Woods’ execution was the first in Alabama this year. Alabama Attorney General Steve Marshall said in a statement: “Tonight, justice has been served.”

Alabama remains the only state in the nation in which a jury doesn’t have to be unanimous to impose the death penalty and can still enact it with at least 10 jurors in favor.

While the prosecution says justice was served one must take a moment to argue was justice truly served. I assert justice is only served when all doubt is gone, the burden of proof if present without question and there is literal proof beyond a reasonable doubt. No one (black or white) should slip through the cracks.

Considering the fact that his sentence and fate would be final as questions surfaced authorities should have taken such into consideration. There’s a stigma that the mainstream media and liberal leftist hacks promote and that is being “pro-life” is contradictory to being “pro-death penalty that is not true.

Yes, without question, I’m conservative, I am pro-life, pro-death penalty (i.e. a serial killer who engages in bloody murder without remorse should be done away with), I am pro-Obamacare repeal (it’s not quality healthcare), and YES I am PRO-POLICE and ARMED Black Americans. One belief does not automatically negate another.

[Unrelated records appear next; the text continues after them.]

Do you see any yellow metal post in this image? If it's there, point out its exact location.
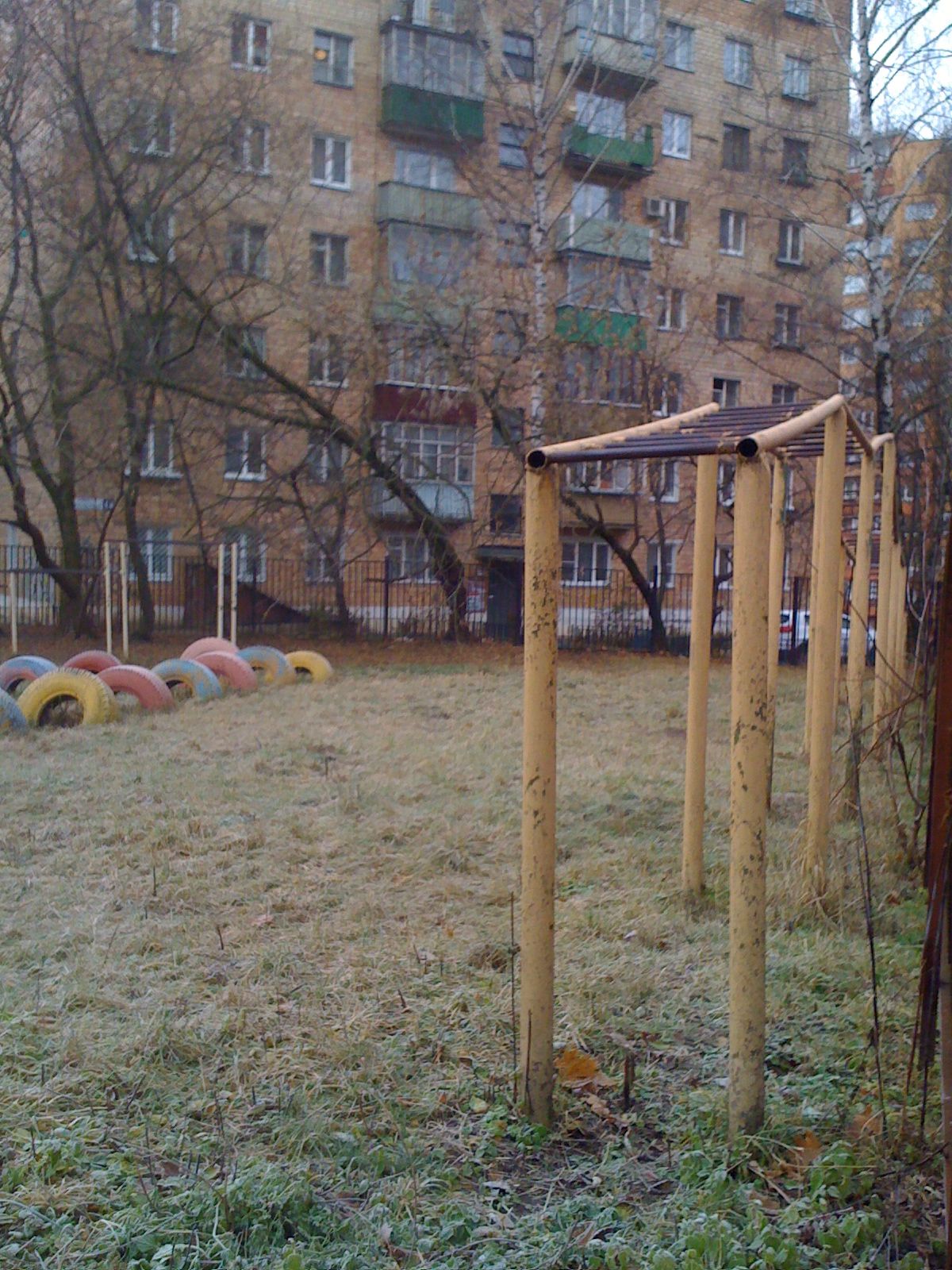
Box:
[519,468,561,1124]
[727,459,770,1137]
[103,542,113,652]
[804,410,846,895]
[873,440,896,741]
[681,455,717,895]
[807,459,823,754]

The principal argument here is that because life is sacred, those who wrongfully take another human life must lose their own lives. This is a form of restitution; a matter of justice— the state purging itself of those who shed innocent blood. While one can argue the scriptural or Biblical foundation for this (and that may come at a later date) there is also a nuance in this matter; redemption, restoration and restorative justice is real.

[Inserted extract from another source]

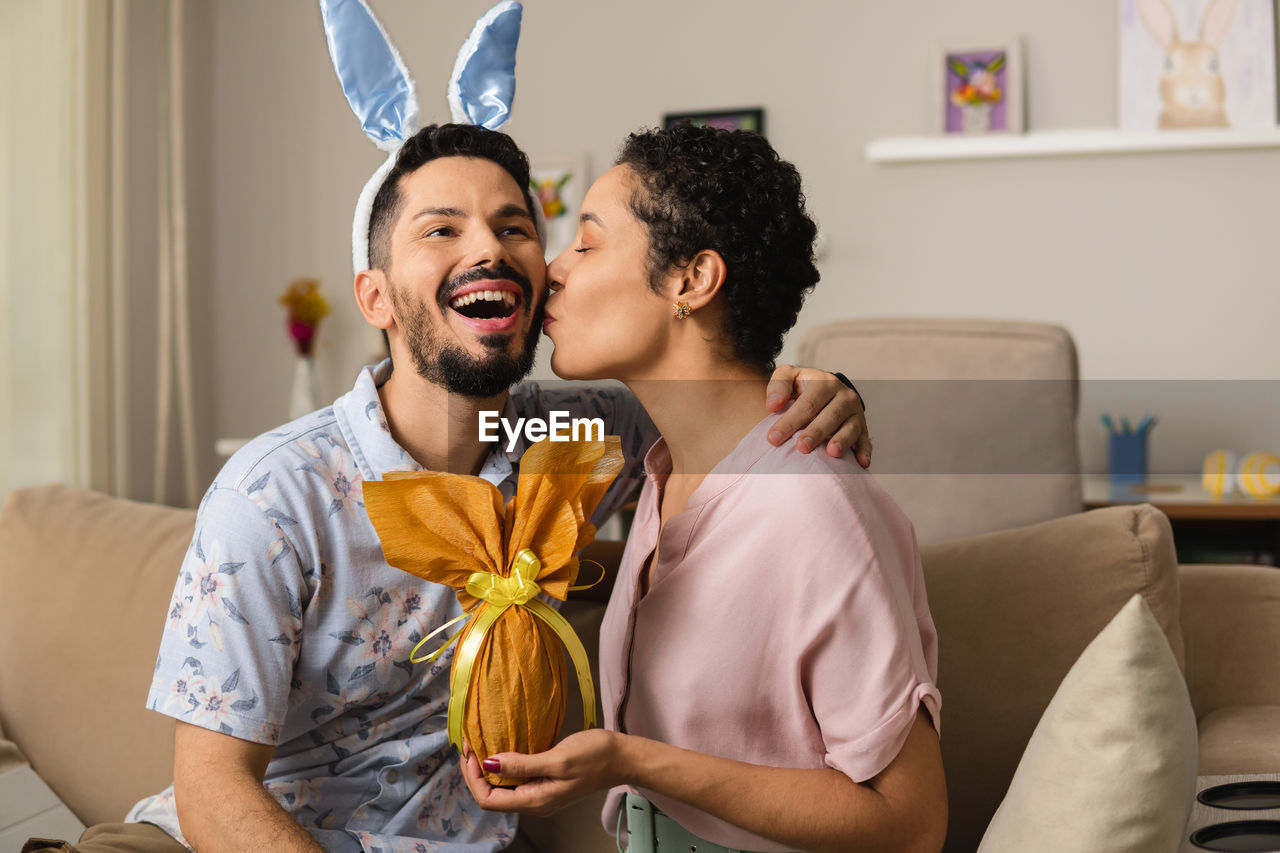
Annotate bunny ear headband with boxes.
[320,0,529,273]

Our culture engages in selective mercy, which in actuality, is no mercy at all. It is something we cannot ignore. We show “mercy” to the doctor who without a doubt kills a baby after being born but many of the same individuals show no “mercy” to the man who got caught up in a life that he didn’t ask for in his 20s. A life, gone wrong, can be restored. If only we would examine every fact minutely and answer every questions obsessively.

While justice is not always fair and though restoration is not always apart of justice we (those who deal soul work- preachers, counselors etc.) have a job to do. We must bridge the gap between justice and restoration and we do so through morality.

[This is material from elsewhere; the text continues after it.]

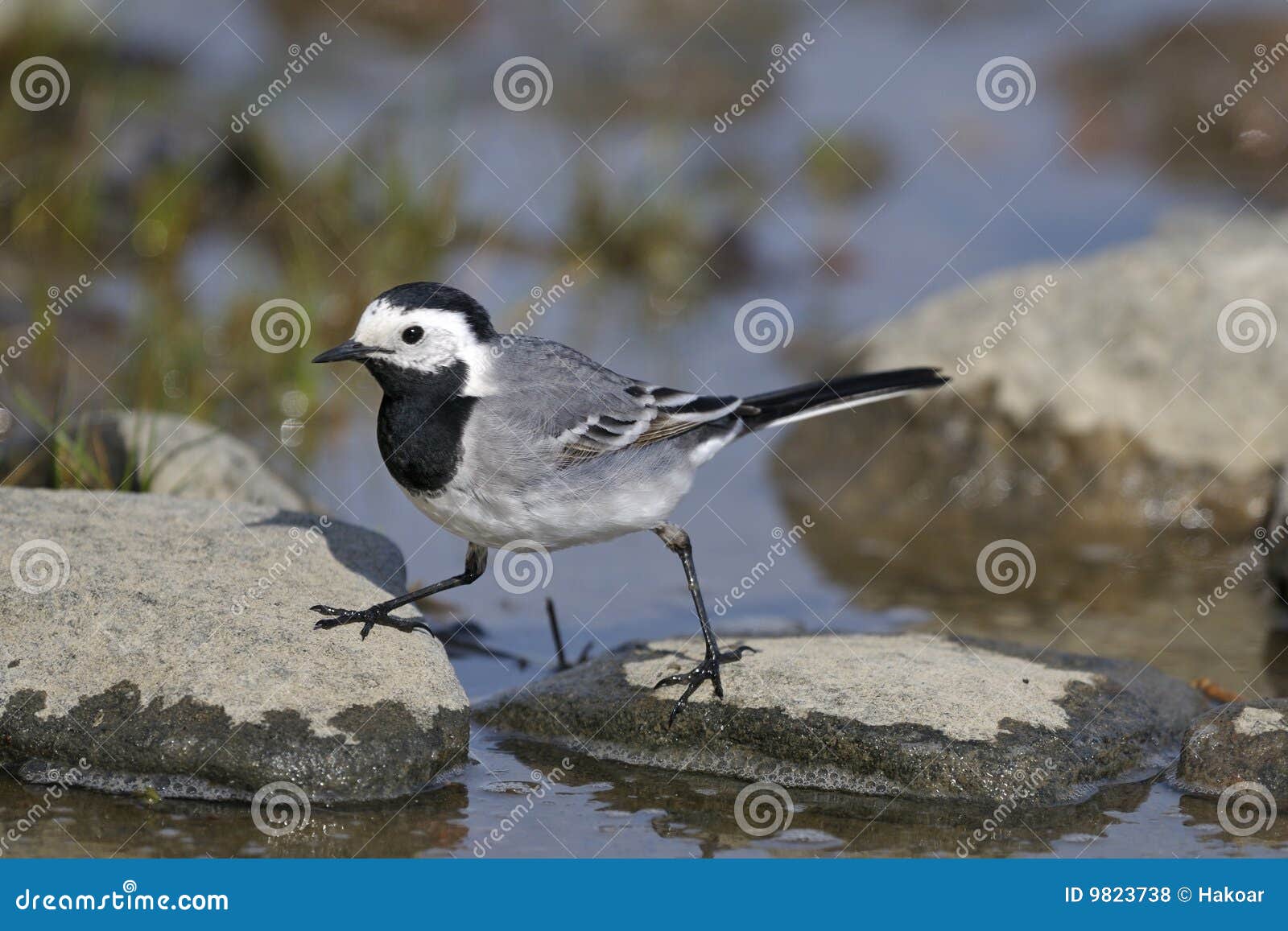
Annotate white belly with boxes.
[408,472,691,550]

There must be, in my summation, four things present when dealing in and with the death penalty:

    • The punishment must be proportional to the offense (Exodus 21:23-25). The extreme sanction of death should be considered only in the most serious offenses. it should be rare and the last possible option, never the first. In this you will find the necessity of the presence of reluctance, the reluctance to execute, while it on the surface may sound bloodthirsty, it was applied with great restraint. In Ezekiel 33:11 God laments, “As sure as I live . . . I take no pleasure in the death of the wicked, but rather that they turn from their ways and live.” The Lawgiver Himself was reluctant to impose the death penalty, preferring that the wrongdoers repent (turn and are restored). Reluctance is not refusal. But it does imply that execution should be a last resort, and, as Ezekiel 33 suggests, repentance or contrition could commute the death sentence.
    • In biblical times before a murderer could be executed, two witnesses had to confirm his guilt (Deuteronomy 17:6; Numbers 35:30). This was a very high standard of proof. The Bible says nothing of circumstantial evidence.
    • Capital punishment could not, in biblical times, and should not today be imposed when the offender did not act intentionally (Numbers 35:22-24).
    • Several provisions of the Law (God’s standard) ensured that executions took place only after appropriate judicial procedures (see Numbers 35; Deuteronomy. 17). The issue was not simply whether the accused was guilty, but whether he also had a fair chance to prove his innocence.

Was there proper proportionality? How was Woods intent proven? Was there a certainty of guilt and was there due process? These are questions asked but unanswered in certain instances.